Penny stocks have a low price per share value that falls within the price range of N5 and below, which means investors do not need a ton of cash to invest in them. They are also often capable of providing massive returns to investors, and this is what makes them attractive.
Also, penny stocks are quite prone to massive drawdowns due to their high volatility and can be viewed as a blend of high risk and strong profit instruments. Consequently, some stock analysts discourage purchasing them for long-term buy-and-hold investments, as the sector is often built on short-term trades. It is therefore, critical for investors to know when to take profit as these stocks often offer cyclic returns.
The founder of Tradelines DotBiz Investment Limited, Mr Tunde Jeariogbe, says “The phrase ‘Penny Stock’ was coined out of the American unit of currency, it refers to equities selling below one dollar. Since penny is a lower denomination, it therefore signifies that equities in this class are low priced stock or small companies.”
Advantages of Patronising Penny Stocks
Jeariogbe says the first advantage is that traders can purchase high volume of such stocks due to the low price, and increase their returns at very little change in the share price.
Secondly, he notes that the probability of recording high loss is lowered, since most of them are already at rock bottom, especially in a controlled market as we have in Nigeria. Recall that price movement is set at every day’s trade and traders cannot even move a stock below a particular price.

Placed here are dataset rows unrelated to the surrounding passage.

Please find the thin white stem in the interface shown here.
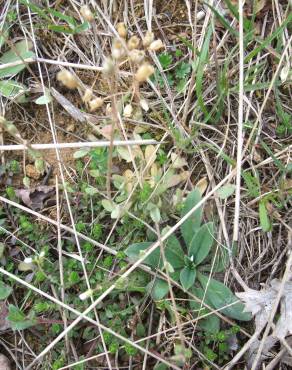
[0,267,180,370]
[233,0,244,241]
[0,139,161,150]
[24,171,234,370]
[0,57,102,72]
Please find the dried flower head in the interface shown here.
[143,31,154,48]
[127,36,140,50]
[135,63,154,82]
[82,89,93,103]
[129,49,145,64]
[112,39,126,60]
[102,58,115,76]
[105,103,113,116]
[80,5,94,22]
[88,98,103,112]
[140,99,149,112]
[57,69,78,89]
[148,39,164,51]
[117,22,127,39]
[124,104,133,118]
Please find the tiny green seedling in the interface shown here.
[125,189,251,330]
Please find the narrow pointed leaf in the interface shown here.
[198,273,251,321]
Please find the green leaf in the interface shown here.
[101,199,116,212]
[198,273,251,321]
[244,13,292,63]
[150,206,161,223]
[0,40,34,78]
[241,171,260,198]
[153,362,169,370]
[180,267,196,291]
[217,184,235,199]
[0,281,12,299]
[180,189,202,246]
[0,79,28,103]
[189,222,214,265]
[7,304,36,330]
[125,242,162,268]
[147,279,169,301]
[204,2,238,36]
[162,233,184,269]
[259,200,272,233]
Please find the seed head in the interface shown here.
[88,98,103,112]
[143,31,154,48]
[117,22,127,39]
[57,69,78,90]
[129,49,145,64]
[112,39,126,60]
[102,58,115,76]
[80,5,94,22]
[127,36,140,50]
[135,63,154,83]
[148,39,164,51]
[82,89,93,103]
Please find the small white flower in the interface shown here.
[140,99,149,112]
[80,5,94,22]
[135,63,154,83]
[79,289,93,301]
[143,31,154,48]
[117,22,127,39]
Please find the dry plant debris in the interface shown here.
[0,0,292,370]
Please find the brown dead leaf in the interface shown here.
[171,153,188,169]
[144,145,156,168]
[254,0,266,14]
[25,164,42,180]
[236,279,292,365]
[98,125,113,140]
[15,185,55,211]
[50,87,86,122]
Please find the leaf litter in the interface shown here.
[236,277,292,368]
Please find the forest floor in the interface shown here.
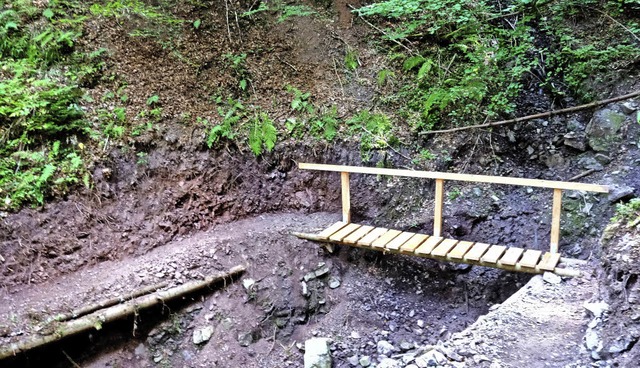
[0,213,595,367]
[0,0,640,368]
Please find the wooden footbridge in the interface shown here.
[294,163,609,276]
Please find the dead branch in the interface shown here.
[45,281,169,324]
[419,91,640,135]
[347,4,417,55]
[0,266,246,360]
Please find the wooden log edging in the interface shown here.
[0,265,246,360]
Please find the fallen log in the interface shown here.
[0,266,246,360]
[45,281,169,324]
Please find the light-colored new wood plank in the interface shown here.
[415,236,443,255]
[400,234,429,253]
[550,189,562,253]
[298,162,609,193]
[329,224,361,242]
[519,249,542,268]
[386,231,416,250]
[371,229,402,248]
[318,221,347,239]
[433,179,444,236]
[447,241,473,260]
[431,239,458,258]
[462,243,491,262]
[342,225,374,244]
[340,172,351,223]
[356,227,388,247]
[480,245,507,263]
[500,247,524,266]
[538,252,560,272]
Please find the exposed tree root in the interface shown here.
[0,266,246,360]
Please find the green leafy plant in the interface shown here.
[249,112,278,156]
[611,198,640,227]
[344,50,358,71]
[286,86,314,114]
[222,53,251,92]
[147,95,160,106]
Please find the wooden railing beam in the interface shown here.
[550,189,562,253]
[298,163,609,193]
[340,172,351,223]
[433,179,444,237]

Tips for Choosing Best Penny Stocks
“Now, what are the things to watch out for in penny stocks? The first is the numbers released by the companies. You must be sure that the stock is not down for extremely poor performance. Secondly, you must ensure the liquidity of such stock; in other words, ensure that when you decide to exit the stock, someone will be willing to take it from you. Lastly, identify the management strength, is the organisation efficiently being run?” He notes.